Université Lille Nord de France, EA 2693, Lille, France.
Cell Transplant. 2011;20(7):1087-97. doi: 10.3727/096368910X544924. Epub 2010 Nov 19.
Injection of autologous bone marrow cells into infarcted myocardium has been proposed to limit the deterioration of cardiac function following myocardial infarction (MI); unfortunately, the beneficial effects observed have been modest. One of the limiting factors is believed to be poor local survival of the injected cells, but the potential impact of apoptosis among the injected cells has yet to be assessed. Therefore, this study aimed to quantify the apoptosis rate in bone marrow mononuclear cells (BMMCs) prepared for cardiac therapy, and to analyze their effects in vitro on cardiomyoblast apoptosis and in vivo on cardiac function recovery following MI. Using rabbit BMMCs prepared by Ficoll gradient, apoptotic cells were detected via Annexin V (AnV) staining. The effects of depleting the apoptotic cell population by means of AnV magnetic beads was tested in vitro after coculture with cardiomyoblasts (H9c2 cells) and in vivo after cell injection into the infarcted area. Left ventricular ejection fraction and scar extent were assessed by echography and histology 2 months later. After Ficoll gradient isolation, 37.3% (33.4-37.9%) of BMMCs were found to be apoptotic (Apo(Base) BMMCs). AnV depletion decreased the proportion of apoptotic cells to 20% (17.6-32%) (Apo(Low) BMMCs). Rabbits treated in vivo with Apo(Low) BMMCs after MI presented with significantly improved left ventricular ejection fraction [41.4% (41.0-43.6%) vs. 34.6% (34.6-35.9%), p = 0.03), reduced scar extent [20.4% (17.9-24.3%) vs. 25.6% (17.9-27.9%), p = 0.057], and reduced rate of cardiomyocyte apoptosis compared to those treated with Apo(Base) BMMCs. H9c2 apoptosis was found to be higher after coculture with Apo(Base) than with Apo(Low) BMMCs [25.6% (22.6-29.6%) vs. 10.1% (6.6-12.6%), p = 0.03], a result partially reproduced by cocultures with microparticle-rich supernatants from BMMCs. The presence of apoptotic cells among BMMCs impairs the efficacy of cardiac cell therapy after MI, an effect possibly mediated by apoptotic microparticles.

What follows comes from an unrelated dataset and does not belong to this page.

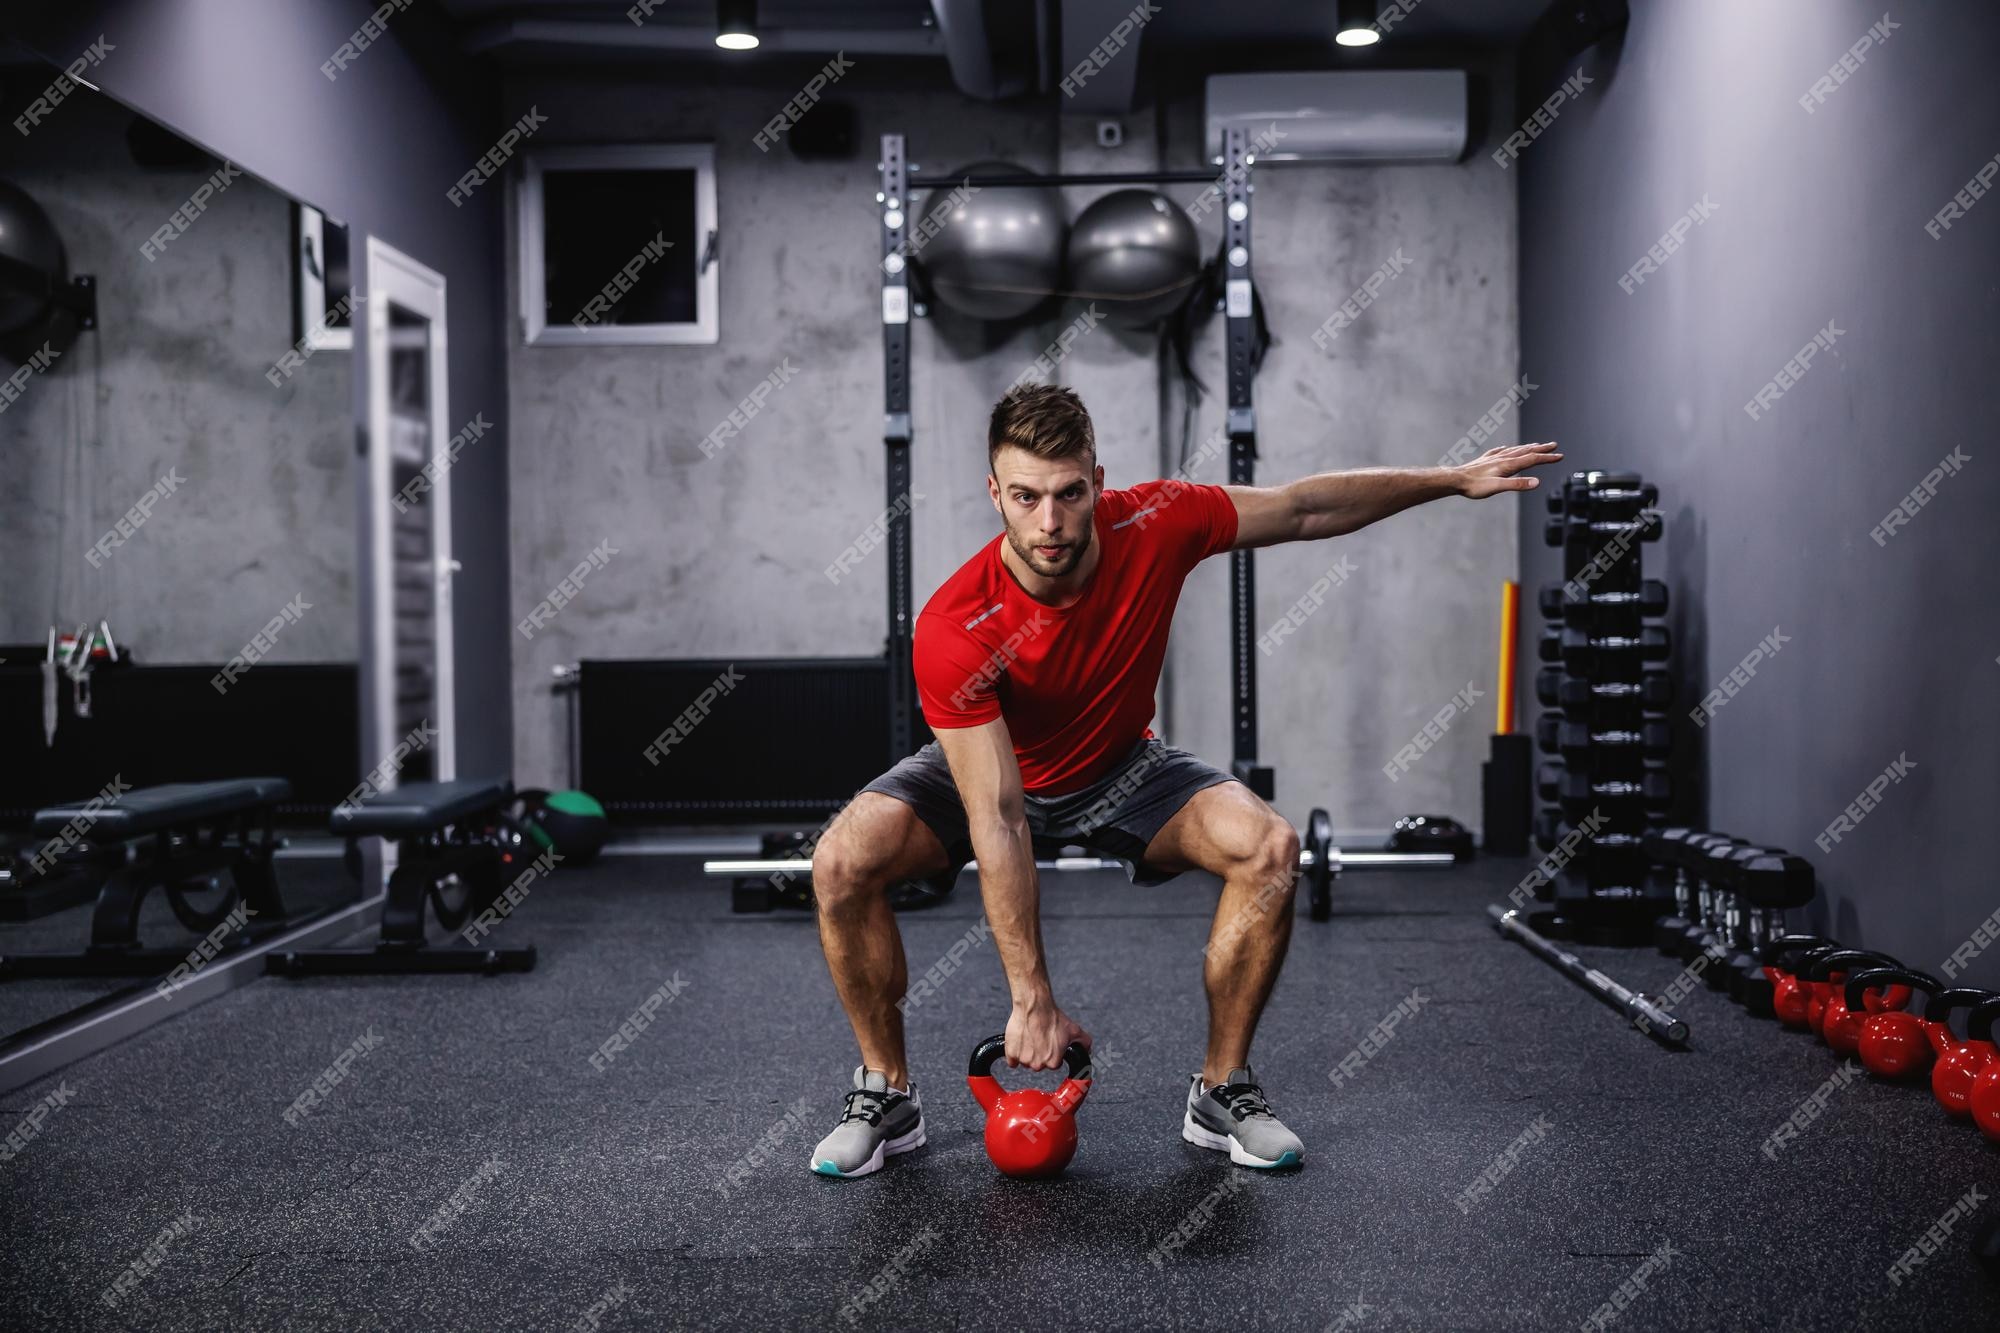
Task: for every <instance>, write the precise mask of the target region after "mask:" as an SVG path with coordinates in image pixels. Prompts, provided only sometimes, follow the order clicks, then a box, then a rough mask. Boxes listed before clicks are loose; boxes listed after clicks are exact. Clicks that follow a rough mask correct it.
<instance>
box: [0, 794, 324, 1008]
mask: <svg viewBox="0 0 2000 1333" xmlns="http://www.w3.org/2000/svg"><path fill="white" fill-rule="evenodd" d="M290 795H292V785H290V783H286V781H284V779H232V781H224V783H168V785H162V787H138V789H134V791H128V793H124V795H122V797H118V799H116V801H110V803H96V801H92V803H82V801H76V803H70V805H52V807H48V809H42V811H36V815H34V833H36V837H46V839H58V841H68V843H76V841H80V839H88V841H90V843H92V845H96V847H100V849H118V851H116V855H114V859H112V861H110V865H106V867H104V869H106V877H104V883H102V885H100V887H98V895H96V897H98V905H96V911H94V913H92V917H90V947H88V949H84V951H82V953H32V955H28V953H24V955H12V957H0V979H10V977H154V975H160V973H166V971H170V969H174V967H178V965H180V963H186V961H188V947H186V945H182V947H176V949H144V947H140V943H138V911H140V905H142V903H144V899H146V893H148V891H152V889H162V891H164V893H166V901H168V905H170V907H172V909H174V917H178V919H180V925H184V927H188V929H190V931H194V933H196V935H202V937H206V935H210V933H216V931H220V929H222V927H224V925H226V923H228V921H230V917H232V913H234V911H236V909H238V905H240V907H242V909H244V911H242V917H240V919H238V921H236V927H234V931H230V933H232V935H236V937H238V939H252V937H256V935H258V933H268V931H272V929H276V927H282V925H284V903H282V901H280V899H278V879H276V875H274V873H272V851H274V847H276V845H274V841H272V819H274V817H276V811H278V803H282V801H286V799H288V797H290ZM138 839H150V847H144V849H138V851H136V855H130V857H128V855H124V845H126V843H136V841H138ZM220 871H228V877H230V879H228V887H224V889H222V895H220V899H218V901H216V903H212V905H210V907H198V905H196V903H192V901H190V895H192V893H202V891H208V889H212V887H216V875H218V873H220ZM212 943H216V945H220V937H218V939H216V941H212Z"/></svg>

将自体骨髓细胞注射到梗死的心肌中,被提议用于限制心肌梗死后心脏功能的恶化;不幸的是,观察到的有益效果是适度的。据信,其中一个限制因素是注射细胞的局部存活不良,但尚未评估注射细胞中的细胞凋亡的潜在影响。因此,本研究旨在定量分析用于心脏治疗的骨髓单核细胞(BMMC)中的细胞凋亡率,并分析其在体外对心肌细胞凋亡的影响,以及在体内对心肌梗死后心脏功能恢复的影响。使用通过 Ficoll 梯度分离的兔 BMMC,通过 Annexin V(AnV)染色检测凋亡细胞。通过 AnV 磁珠耗竭凋亡细胞群体,在与心肌细胞(H9c2 细胞)共培养后在体外进行测试,并在细胞注射到梗死区域后在体内进行测试。2 个月后通过超声心动图和组织学评估左心室射血分数和疤痕范围。通过 Ficoll 梯度分离后,发现 37.3%(33.4-37.9%)的 BMMC 处于凋亡状态(Apo(Base) BMMC)。AnV 耗竭将凋亡细胞的比例降低至 20%(17.6-32%)(Apo(Low) BMMC)。在 MI 后用 Apo(Low) BMMC 进行体内治疗的兔子,左心室射血分数明显提高[41.4%(41.0-43.6%)vs. 34.6%(34.6-35.9%),p=0.03)],疤痕范围减小[20.4%(17.9-24.3%)vs. 25.6%(17.9-27.9%),p=0.057],与用 Apo(Base) BMMC 治疗的兔子相比,心肌细胞凋亡率降低。与 Apo(Base) BMMC 共培养后,发现 H9c2 凋亡更高[25.6%(22.6-29.6%)vs. 10.1%(6.6-12.6%),p=0.03],这一结果部分通过来自 BMMC 的富含微粒体的上清液共培养得到再现。BMMC 中凋亡细胞的存在会损害 MI 后心脏细胞治疗的疗效,这种作用可能是由凋亡微粒介导的。